Al final, la gente no se chupa el dedo, y lo evidente acaba haciéndose inocultable y nadie que le haya dedicado más de un par de minutos puede ignorar que la fascinante selva amazónica es poco más que un fondo pintoresco y un pretexto para tratar asuntos que interesan a prelados del muy céntrico y muy rico Occidente.

Pero el hecho en sí no es meramente ofensivo para aquellos a los que se intenta engañar, sino también, muy especialmente, por aquellos a los que se toma por comparsa en toda esta aventura de progresismo trasnochado. Porque, sí, es progresismo de manual, copiado a la letra del vademécum secular y simplificado hasta el ridículo con su moderna adoración de los espíritus del bosque.

Es, en definitiva, otro arrogante despliegue de neocolonialismo progre. El occidental se engañó una vez, en el imperialismo clásico, hablando de “la carga del hombre blanco”, por recurrir a Kipling, y proclamando su misión de rescatar al salvaje de su miseria y sus estúpidas supersticiones, llevándole la luz del progreso, carreteras, leyes y ciencia.

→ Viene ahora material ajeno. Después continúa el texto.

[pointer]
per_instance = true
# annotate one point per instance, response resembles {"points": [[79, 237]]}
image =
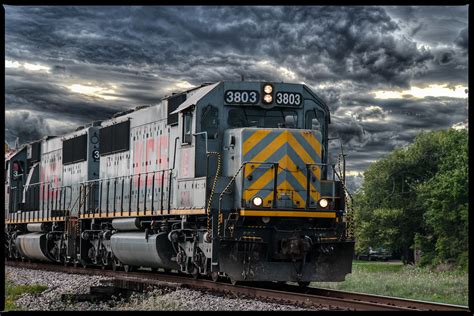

Eso era en algunos fe vivida y, quizá en los más, disfraz precipitado con que tapar su desatada codicia. En cualquier caso, el nativo era un sujeto pasivo de su buena acción, una entelequia imaginaria más que hombres y mujeres reales, una proyección de nuestra imaginación.

Pero el pensamiento progresista no ha acabado con esta arrogancia occidental; meramente, le ha dado la vuelta. El salvaje al que era nuestra sagrada misión sacar de las tinieblas de la ignorancia es ahora el buen salvaje, en comunión con la naturaleza, del que debemos aprender. Sin embargo, también en este caso lo que cuenta es lo que pensemos nosotros, los occidentales, nuestra idea. No son personas reales, son proyecciones ideológicas; son lo que previamente, a priori, deseamos ver en ellos. Por eso nunca oímos hablar de ellos como si uno fuese un ser muy distinto de este otro, un alma con un destino eterno y una salvación que puede libremente aceptar o rechazar: son todos como clones, todos muy sabios y exóticos, todos hijos indistintos de la Diosa Tierra y sus espíritus.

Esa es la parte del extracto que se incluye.